A propensão de Östlund para configurar este mundo como uma confluência de oposições sociais – marxista versus capitalista, rico versus pobre, poderoso e oportunista versus falta de recursos e genuinamente qualificado – corre o risco de parecer simples demais, mesmo para uma sátira, porque é tão incessantemente diádico; suas tortuosas mudanças de destino e fortuna jogam com contrastes bastante simples e facilmente digeríveis. A centelha de seu trabalho, que está em plena exibição aqui, é que ele cria tantos desses contrastes ao mesmo tempo, os incentiva a interagir e ecoar ao longo do filme. O benefício é um filme agradavelmente simétrico em suas ideias; mesmo uma cena boba de um hóspede rico no iate querendo trocar de lugar com os trabalhadores, servindo o champanhe enquanto os trabalhadores são coagidos a nadar, tem seu retorno necessário mais tarde, quando os papéis são genuinamente invertidos. Como muitas das ideias divertidas em Triângulo da tristeza, o fundamento da cena é castrado pela direção de Östlund, que tem menos verve do que parece à primeira vista, sobredeterminada por um senso de tempo cômico maçante que se sustenta na graça básica de suas situações. Seu estilo parece distinto na superfície – ele tem um bom olho – mas é tudo superficial. Sua direção aqui e em outros lugares parece mais excessiva do que é, confundindo a amplidão de suas cenas e seu compromisso com a parte com os prazeres verdadeiros, anárquicos e até mesquinhos da sátira que parece ter em mente. A melhor coisa que este filme poderia fazer é arriscar uma exuberância genuína, um sentimento sinceramente depravado de decadência que faria os crimes sociais dos ricos que ele retrata parecerem muito mais corrosivos, muito mais dignos de espeto.

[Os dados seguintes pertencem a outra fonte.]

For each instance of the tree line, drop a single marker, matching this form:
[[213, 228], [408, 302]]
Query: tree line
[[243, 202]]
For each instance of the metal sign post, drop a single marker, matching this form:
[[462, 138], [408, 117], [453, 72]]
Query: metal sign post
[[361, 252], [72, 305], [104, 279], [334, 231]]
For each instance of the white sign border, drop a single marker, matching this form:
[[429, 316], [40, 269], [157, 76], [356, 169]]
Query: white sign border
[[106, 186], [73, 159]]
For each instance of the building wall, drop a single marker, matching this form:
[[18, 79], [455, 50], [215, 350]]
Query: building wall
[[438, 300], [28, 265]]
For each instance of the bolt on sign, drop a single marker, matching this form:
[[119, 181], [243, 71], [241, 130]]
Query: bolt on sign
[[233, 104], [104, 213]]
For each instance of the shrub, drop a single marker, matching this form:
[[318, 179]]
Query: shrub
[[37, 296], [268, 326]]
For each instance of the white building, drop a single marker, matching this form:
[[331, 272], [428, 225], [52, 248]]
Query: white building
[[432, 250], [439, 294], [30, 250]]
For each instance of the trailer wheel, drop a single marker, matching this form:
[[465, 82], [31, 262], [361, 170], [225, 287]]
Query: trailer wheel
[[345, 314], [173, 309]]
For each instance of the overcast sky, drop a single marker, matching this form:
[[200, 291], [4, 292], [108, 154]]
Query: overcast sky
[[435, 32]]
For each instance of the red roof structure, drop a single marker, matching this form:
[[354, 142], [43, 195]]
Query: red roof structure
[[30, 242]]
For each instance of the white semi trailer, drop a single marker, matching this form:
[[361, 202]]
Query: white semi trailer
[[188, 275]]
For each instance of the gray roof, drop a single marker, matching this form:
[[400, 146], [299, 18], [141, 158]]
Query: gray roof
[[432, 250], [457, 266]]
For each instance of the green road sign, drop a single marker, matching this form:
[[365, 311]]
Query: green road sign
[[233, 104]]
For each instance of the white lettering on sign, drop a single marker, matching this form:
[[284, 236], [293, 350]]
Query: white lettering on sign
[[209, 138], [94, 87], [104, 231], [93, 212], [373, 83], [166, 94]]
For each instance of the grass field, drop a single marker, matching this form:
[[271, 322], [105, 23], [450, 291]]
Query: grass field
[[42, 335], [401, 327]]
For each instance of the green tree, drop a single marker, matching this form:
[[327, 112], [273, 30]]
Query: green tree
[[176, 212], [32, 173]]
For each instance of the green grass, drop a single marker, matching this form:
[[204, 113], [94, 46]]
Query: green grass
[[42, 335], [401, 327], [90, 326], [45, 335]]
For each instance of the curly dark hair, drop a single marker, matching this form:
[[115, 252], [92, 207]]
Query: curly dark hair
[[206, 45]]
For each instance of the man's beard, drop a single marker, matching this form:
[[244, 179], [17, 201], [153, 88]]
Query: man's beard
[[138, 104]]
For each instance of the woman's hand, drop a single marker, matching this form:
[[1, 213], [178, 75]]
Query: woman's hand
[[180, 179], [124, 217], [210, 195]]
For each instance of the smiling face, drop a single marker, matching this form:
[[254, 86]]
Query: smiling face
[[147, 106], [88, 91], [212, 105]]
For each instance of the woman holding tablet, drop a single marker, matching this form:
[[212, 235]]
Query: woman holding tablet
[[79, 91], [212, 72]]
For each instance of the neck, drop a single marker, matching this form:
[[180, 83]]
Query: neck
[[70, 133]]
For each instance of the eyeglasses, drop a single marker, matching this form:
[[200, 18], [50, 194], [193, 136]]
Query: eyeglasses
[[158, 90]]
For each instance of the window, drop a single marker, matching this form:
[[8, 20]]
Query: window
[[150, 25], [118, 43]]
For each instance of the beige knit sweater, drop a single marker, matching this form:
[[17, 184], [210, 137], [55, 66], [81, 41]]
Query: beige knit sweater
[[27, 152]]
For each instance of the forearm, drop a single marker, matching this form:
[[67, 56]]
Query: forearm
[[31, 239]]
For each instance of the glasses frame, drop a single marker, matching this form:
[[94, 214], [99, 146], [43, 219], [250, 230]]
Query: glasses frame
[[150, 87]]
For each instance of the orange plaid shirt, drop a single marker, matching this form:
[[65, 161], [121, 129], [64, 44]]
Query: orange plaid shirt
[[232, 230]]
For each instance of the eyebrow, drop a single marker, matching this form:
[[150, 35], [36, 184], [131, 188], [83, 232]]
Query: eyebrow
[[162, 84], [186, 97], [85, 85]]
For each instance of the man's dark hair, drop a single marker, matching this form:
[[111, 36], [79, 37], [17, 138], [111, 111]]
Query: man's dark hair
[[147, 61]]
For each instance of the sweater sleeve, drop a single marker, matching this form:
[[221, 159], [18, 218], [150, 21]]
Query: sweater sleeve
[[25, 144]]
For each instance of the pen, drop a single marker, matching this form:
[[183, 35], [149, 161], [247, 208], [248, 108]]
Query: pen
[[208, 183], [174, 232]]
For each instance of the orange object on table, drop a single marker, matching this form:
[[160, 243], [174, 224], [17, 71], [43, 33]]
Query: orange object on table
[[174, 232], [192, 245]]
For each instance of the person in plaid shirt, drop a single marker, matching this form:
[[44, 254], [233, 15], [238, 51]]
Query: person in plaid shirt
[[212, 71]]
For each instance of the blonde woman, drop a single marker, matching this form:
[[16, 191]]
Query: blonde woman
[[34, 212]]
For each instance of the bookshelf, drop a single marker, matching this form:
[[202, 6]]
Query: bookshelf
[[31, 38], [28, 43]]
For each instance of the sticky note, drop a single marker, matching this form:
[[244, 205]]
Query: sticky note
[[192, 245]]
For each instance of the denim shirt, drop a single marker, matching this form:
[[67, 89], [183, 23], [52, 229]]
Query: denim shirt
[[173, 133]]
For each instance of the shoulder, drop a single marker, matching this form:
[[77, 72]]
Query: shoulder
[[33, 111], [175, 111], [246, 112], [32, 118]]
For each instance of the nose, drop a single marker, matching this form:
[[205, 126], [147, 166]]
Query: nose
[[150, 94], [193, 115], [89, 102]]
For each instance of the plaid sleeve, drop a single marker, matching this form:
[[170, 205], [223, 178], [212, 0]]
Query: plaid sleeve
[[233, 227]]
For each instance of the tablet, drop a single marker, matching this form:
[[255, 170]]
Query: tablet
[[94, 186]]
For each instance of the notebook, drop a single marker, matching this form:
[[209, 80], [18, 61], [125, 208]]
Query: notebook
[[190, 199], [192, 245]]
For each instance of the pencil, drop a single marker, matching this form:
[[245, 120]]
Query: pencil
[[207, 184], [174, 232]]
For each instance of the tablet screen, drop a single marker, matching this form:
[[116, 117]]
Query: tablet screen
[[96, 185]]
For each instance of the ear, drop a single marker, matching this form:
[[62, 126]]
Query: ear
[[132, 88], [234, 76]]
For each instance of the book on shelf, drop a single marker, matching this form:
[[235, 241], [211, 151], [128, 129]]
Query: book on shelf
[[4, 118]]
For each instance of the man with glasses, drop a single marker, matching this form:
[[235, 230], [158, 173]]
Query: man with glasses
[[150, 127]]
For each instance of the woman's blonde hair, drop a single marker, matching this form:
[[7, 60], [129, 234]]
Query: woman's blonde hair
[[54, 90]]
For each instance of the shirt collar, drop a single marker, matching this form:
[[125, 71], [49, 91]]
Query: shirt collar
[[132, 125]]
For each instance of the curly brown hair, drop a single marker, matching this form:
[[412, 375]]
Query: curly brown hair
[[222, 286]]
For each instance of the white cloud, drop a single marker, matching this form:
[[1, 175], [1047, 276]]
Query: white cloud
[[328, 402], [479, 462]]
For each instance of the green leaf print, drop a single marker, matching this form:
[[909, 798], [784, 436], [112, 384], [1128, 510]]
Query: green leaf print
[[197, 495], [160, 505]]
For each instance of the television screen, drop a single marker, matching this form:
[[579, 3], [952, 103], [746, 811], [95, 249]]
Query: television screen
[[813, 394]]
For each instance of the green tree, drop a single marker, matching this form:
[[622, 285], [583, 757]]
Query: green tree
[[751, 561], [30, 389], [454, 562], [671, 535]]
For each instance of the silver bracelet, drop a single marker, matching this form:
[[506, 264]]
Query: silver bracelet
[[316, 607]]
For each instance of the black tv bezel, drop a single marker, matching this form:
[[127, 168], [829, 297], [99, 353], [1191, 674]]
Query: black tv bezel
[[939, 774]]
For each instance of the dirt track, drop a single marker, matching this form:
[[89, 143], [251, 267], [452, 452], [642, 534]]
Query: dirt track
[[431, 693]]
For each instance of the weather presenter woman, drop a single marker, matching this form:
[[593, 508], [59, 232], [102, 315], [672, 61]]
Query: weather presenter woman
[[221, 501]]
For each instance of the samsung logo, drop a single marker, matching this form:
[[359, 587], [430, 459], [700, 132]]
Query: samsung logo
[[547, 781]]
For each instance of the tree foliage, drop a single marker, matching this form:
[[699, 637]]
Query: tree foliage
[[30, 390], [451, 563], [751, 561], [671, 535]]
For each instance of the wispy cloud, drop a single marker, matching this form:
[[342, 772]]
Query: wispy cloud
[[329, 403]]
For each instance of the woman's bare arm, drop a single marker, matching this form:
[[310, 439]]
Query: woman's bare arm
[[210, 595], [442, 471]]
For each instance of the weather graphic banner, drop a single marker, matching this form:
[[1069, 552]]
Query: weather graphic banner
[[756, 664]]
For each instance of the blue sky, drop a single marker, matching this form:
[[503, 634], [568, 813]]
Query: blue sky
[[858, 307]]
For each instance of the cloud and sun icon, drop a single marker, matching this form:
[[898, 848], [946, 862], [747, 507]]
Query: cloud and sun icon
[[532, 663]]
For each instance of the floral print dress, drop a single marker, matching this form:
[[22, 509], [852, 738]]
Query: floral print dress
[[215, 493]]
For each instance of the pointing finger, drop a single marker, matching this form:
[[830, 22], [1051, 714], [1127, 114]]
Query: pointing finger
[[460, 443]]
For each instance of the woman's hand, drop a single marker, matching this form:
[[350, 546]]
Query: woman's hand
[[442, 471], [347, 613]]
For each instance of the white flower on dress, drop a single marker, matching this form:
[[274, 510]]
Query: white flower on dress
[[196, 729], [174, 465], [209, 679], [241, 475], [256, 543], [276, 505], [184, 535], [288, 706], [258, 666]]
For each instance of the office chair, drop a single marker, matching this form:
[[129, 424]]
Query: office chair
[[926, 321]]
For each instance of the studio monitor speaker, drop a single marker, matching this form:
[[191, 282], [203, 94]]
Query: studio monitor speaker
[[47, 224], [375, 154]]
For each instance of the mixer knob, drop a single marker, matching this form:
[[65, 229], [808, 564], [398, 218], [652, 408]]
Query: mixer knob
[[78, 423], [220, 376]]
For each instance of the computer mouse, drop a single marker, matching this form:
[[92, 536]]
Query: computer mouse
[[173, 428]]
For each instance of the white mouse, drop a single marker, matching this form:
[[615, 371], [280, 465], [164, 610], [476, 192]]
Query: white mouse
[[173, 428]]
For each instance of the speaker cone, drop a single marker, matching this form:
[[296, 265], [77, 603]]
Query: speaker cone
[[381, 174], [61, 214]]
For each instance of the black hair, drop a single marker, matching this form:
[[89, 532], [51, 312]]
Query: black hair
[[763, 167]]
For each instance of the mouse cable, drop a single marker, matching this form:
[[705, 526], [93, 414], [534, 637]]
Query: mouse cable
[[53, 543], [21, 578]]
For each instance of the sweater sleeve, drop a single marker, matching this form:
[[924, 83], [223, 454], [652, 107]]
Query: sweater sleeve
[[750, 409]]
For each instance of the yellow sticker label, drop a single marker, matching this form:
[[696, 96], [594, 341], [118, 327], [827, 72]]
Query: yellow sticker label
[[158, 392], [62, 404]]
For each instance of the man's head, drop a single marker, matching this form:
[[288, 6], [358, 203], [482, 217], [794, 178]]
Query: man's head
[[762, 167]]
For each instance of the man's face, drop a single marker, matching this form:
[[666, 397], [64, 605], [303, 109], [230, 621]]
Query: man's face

Em vez de, Triângulo da tristeza parece cercado por seu bom gosto – o que parece estranho dizer sobre um filme cuja cena central é literalmente uma tempestade de merda, mas é exatamente isso que merece a bandeira vermelha. Se não fosse por essa cena, até onde o filme pareceria ir? Ele se apoiaria em alguns ótimos cotovelos nas costelas, algumas ótimas piadas (a melhor envolvendo uma granada; a segunda melhor envolvendo a divisão de um polvo) e muito enchimento. Os atores tentam o seu melhor, mas o insistente zumbido conceitual de Östlund os ultrapassa.